Hospital most common place of death
According to the Swedish Palliative Care Register, nearly four out of ten Swedes die in hospital, making it the most common place of death. Almost as many die in nursing homes, and just over one in five people die at home. The same register reports various quality parameters. This includes having a documented care plan with wishes for the final period or assessing pain and other symptoms during the last week of life.
The figures are consistently worse for those who die in hospital. For example, nearly one in four people there die completely alone, without either relatives or staff by their side.
For nursing homes, the statistics are somewhat better than for hospitals, but still worse than for specialised palliative care. This is despite the fact that deaths are usually expected in nursing homes. Dementia also usually leads to more complex palliative care needs.
Christel Hedman, who is also a researcher at Lund University, has started a study where several nursing homes in Skåne and Stockholm will use what is known as the National Care Plan for Palliative Care (NVP). Simply put, it is a template with questions that help staff identify the palliative care needs of an individual resident, how to address them, and when to consult specialised palliative care. NVP is well established in palliative care, but it is used less in nursing homes and dementia care.

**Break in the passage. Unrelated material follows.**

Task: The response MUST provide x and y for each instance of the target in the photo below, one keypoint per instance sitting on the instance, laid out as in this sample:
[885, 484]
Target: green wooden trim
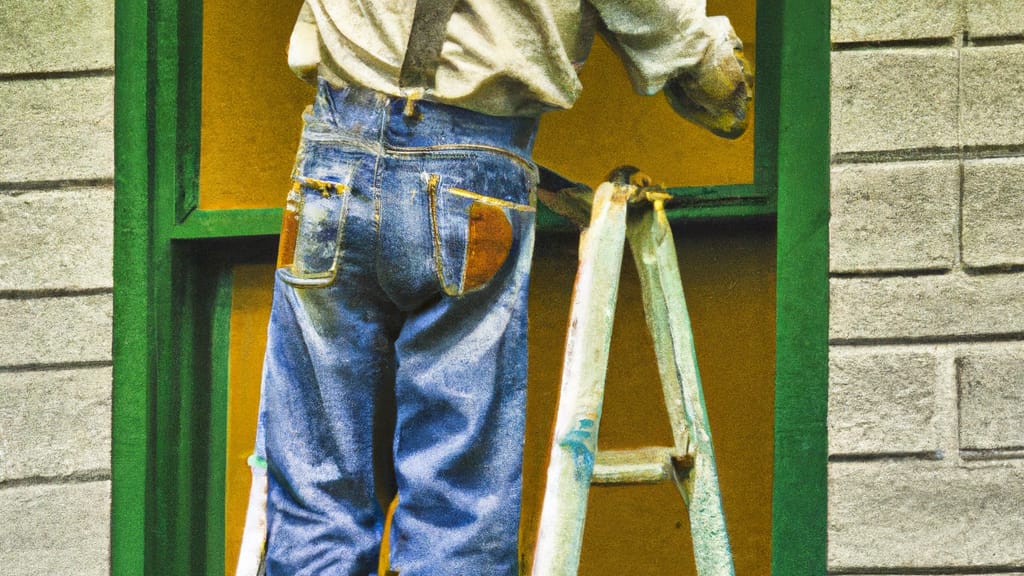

- The idea is that using this care plan will lead to staff initiating conversations with residents and their relatives. Then there will be documented wishes, preparations and plans for the final period. This type of preparedness is often lacking in general palliative care. Hopefully, it can lead to better symptom relief and improved quality of life, but also fewer emergency admissions and other measures that do not benefit the patient,’ says Christel Hedman.
Facts: Palliative care can be provided in many ways
- General palliative care can be provided in nursing homes, in a regular hospital ward, or in the patient's home in collaboration with a health centre or an emergency hospital. Collaboration between different actors, such as health centres, home care services or nursing homes, is a prerequisite for providing good palliative care in these cases. A team may consist of a primary care physician, a district nurse and municipal care staff. When other expertise is needed, such as a dietician or physiotherapist, the team can make such contacts.
- Specialised palliative care is intended for patients with complex symptoms or that have greater needs for other reasons. This care is provided by a medical team that includes many professionals, usually doctors, nurses, physiotherapists, occupational therapists, dieticians and counsellors or social workers. A priest or other spiritual representatives may also be included. The care can be provided as inpatient care or at home by mobile teams and also requires well functioning cooperation with external specialists in, for example, oncology, cardiology or paediatrics.
- Palliative care is organised in different ways across the country. There is no national consensus on the roles of general versus specialised palliative care. In some counties, only those with cancer receive specialised care. There is also no consensus on the expertise that should be included in the teams.